Obviously, we weren’t thinking about the possibility that our daughter would be part beaver.
I couldn’t even finish my dump this morning because the girl decided she didn’t want to stay in the bathroom with The Stink and TOOK OFF. I was sitting there, on the pot, screaming for her “GABBY! Come back to mama! I take it back! You can totally play with the clorox bleach!” Nope, she was gone. And so, I had to up and wipe because, trust me, she could kill herself because? We haven’t baby proofed yet. I thought we still had time! With the first, you’re on that shit like Tom on Katie, but by the time the third one pops out, you’re much more relaxed about everything.

I can relax NO MORE. The girl is on the move and looking for trouble.
I don’t NEED any trouble.
Unless by “trouble” you mean a bottle of wine and a rubbing of the feet. Because I totally need that.
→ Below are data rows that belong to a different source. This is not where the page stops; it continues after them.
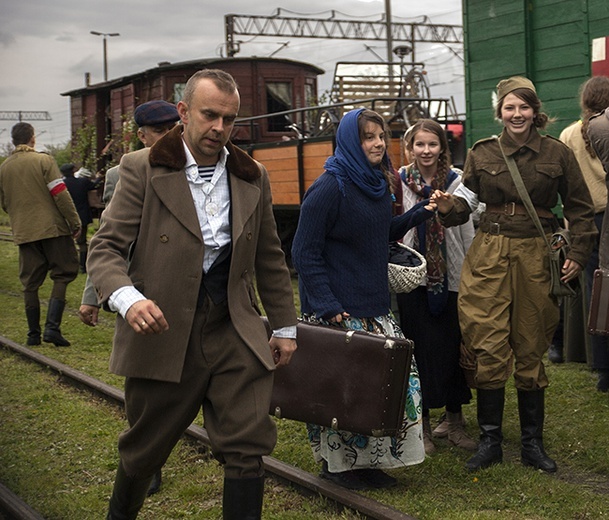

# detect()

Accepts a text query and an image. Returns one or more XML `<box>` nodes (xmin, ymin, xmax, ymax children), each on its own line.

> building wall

<box><xmin>463</xmin><ymin>0</ymin><xmax>609</xmax><ymax>146</ymax></box>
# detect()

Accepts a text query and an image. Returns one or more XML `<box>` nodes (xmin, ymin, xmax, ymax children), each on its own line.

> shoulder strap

<box><xmin>496</xmin><ymin>137</ymin><xmax>552</xmax><ymax>251</ymax></box>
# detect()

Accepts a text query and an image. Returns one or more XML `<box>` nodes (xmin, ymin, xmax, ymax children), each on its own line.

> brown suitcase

<box><xmin>588</xmin><ymin>269</ymin><xmax>609</xmax><ymax>336</ymax></box>
<box><xmin>270</xmin><ymin>322</ymin><xmax>414</xmax><ymax>437</ymax></box>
22 thoughts on “The one where I never SHUTUP.

  1. NinaKaye

    Baby gates. That’s what kept my kid from dying. I locked her in the living room where everything was put up out of reach and then I could relax. Of course, then she found the kitchen (with a doorway too big for a gate) and even the child-proof cabinet locks didn’t stop her. Thankfully she’s only ever gotten into the pots and pan cabinet. Even our refrigerator is locked.
    Anyway, you can get lots of cute baby diaper butt pictures while she’s run-crawling away from you.

  2. Chaeriste

    I’m totally afraid of having kids now. Can’t even take a full morning BM? Eeeee…. Congrats on the 3 pounds lost, though. I take it wherever I can get it – the flu, food poisoning, actual dieting…

  3. robyn

    Yep — we are part of the baby gating brigade here as well. He can get into places my belly can’t — he knows it — and laughs at me accordingly as he runs there at warp speed. So gated away we went!
    Our $650 convertible crib has nice little gnaw marks on it as well. As does our coffee table. And our…..
    And I get to start over from scratch with a new 2005 model in 9 days! Whee! :-)

  4. Jessica

    We got Matthew a bed that turned into a bigger bed and so on… I told Mark when Matthew was about 6 weeks old that we should find those plastic clear things that go on the side of the crib that prevents them from damaging the crib’s wood… we never did it and now I am glad that I didn’t… he chews on the same place as her… ECK!

  5. Tammy/averagemom

    Look at that cute baby butt waggling away!
    Yup, our house is set up like a baby prison. Gates and bars everywhere. And still the Terrors find stuff to make me scream.

  6. Y

    Of course! You never know when you’re going to make a poop that looks like Oprah! And you’ll need photographic evidence!
    But seriously, dude… no, that wasn’t taken while I was taking the shit. That was taken while I was trying to cook dinner and she kept running away. My bathroom is actually around that corner she’s turning.
    YOU HAVE A DIRTY MIND.

  7. dana michelle

    “Part beaver” and “like Tom on Katie” are two of the funniest things I have heard in a while.
    The producer of the morning radio show I listen to was in Hollywood on a press junket for a new movie and said that those two were in the middle of a hallway crowded with interviewers and were making out like a couple of 15 year olds in a stairwell. He had to actually put his hand on Tom’s shoulder to squeeze between him and the wall as he walked past. And they didn’t stopped sucking face for a nanosecond.
    Does ANYONE believe that this those two are “for real”?

  8. halloweenlover

    Dirty minds think alike apparently, because I also was wondering why you have a camera in the bathroom. But you know, if SJ can pause while E is eating some, ummm, choice things, to run and get the camera to get photographic evidence, you can totally take your camera to the bathroom with you : )

  9. Sarcastic Journalist

    HEY! I USED THE CAMERA PHONE THAT WAS SITTING ON THE COUCH!
    Okay. Its true. If I didnt have the camera phone, I would have totally gone and found my camera.
    Yeah, we all know that Y takes pictures of her face mid-dump.